You can see how much commitment this requires. We need to understand how services are used; this probably means generating a use case inventory for each service. We’d need to devote time to tailoring messages for different segments of our communities based on self-reported skill and awareness levels. Critically, rather than fighting our services, we’re going to have to make peace with their use in ways we’ve traditionally shied away from.
Yes, this approach requires real investment - understanding how people actually use services, tailoring content to their context, and embracing a flexibility we’ve often resisted. But this strategic investment is exactly what it means to build a posture of community. The question isn’t whether we have time for this level of engagement, but whether we can afford to persist with approaches that alienate the very people we need as partners in security. Trust, like security itself, is built iteratively, through sustained attention, humility, and shared effort.
This is plainly higher education-esque, though I suspect much of what I’m going to argue throughout this post is relevant for commercial organizations as well.
I do recognize that more often than not our responses are dictated by organizational leadership trying to actively demonstrate how serious they take a breach. The need for this performative management action speaks volumes about how poorly they trust in the general program of cybersecurity and privacy management. But reactive executive mandates are no substitute for sustained institutional commitment.
The core challenge to compliance is the evidence base itself. Security training has been widely shown to have little or no statistical correlation with security outcomes - a fact we confirmed internally with our own graduate research. If traditional training is ineffective, asking individuals to simply attest to their level of expertise may be the only viable mechanism for demonstrating an ‘aware and prepared’ community to compliance bodies.
To be sure, this is a fine line. The cynical will say you’ve just asked them to choose their instruments of torture.
It’s rare that a service deployment project includes an analysis of what skills a person needs to securely use the service. It should - and then be followed by a focused campaign of providing training on those skills.

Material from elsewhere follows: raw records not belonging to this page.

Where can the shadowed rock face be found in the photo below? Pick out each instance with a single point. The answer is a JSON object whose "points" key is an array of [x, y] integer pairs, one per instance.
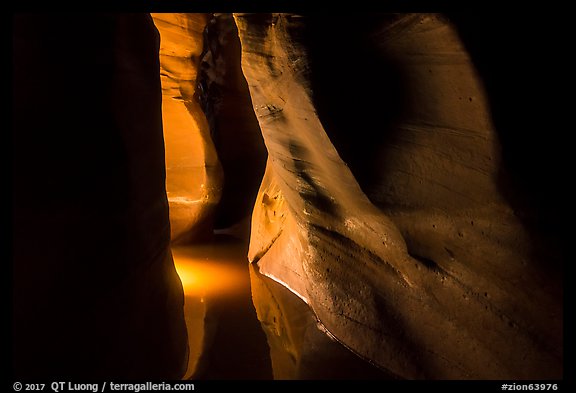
{"points": [[383, 205], [95, 291], [394, 200]]}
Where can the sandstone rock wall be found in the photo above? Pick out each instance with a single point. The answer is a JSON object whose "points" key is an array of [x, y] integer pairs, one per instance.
{"points": [[193, 171], [95, 292], [381, 206]]}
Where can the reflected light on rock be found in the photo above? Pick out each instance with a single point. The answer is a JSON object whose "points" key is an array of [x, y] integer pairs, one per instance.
{"points": [[207, 275]]}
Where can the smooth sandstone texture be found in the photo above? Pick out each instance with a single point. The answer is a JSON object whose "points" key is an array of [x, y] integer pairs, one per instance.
{"points": [[381, 205], [193, 171], [225, 100], [95, 292]]}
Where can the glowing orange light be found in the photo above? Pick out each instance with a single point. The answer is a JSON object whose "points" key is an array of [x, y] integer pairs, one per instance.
{"points": [[206, 276]]}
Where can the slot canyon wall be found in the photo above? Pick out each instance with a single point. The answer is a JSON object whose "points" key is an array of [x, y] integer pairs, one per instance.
{"points": [[95, 292], [393, 198]]}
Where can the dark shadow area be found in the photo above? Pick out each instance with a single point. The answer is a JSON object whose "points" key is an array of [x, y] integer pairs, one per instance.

You might note that this implies an instrumented environment. You need data on user behavior to time interventions effectively.
I’m torn about this comment. On one hand I see LLMs as a revolutionary way to tailor messages to a heterogenous population, not unlike targeted marketing. On the other using LLMs in this way seem to counter my deeper philosophy that we’re trying to establish a relationship based on trust. Perhaps we allow users to select a ‘customize and enrich with AI’ checkbox when setting communications preferences helps thread the needle?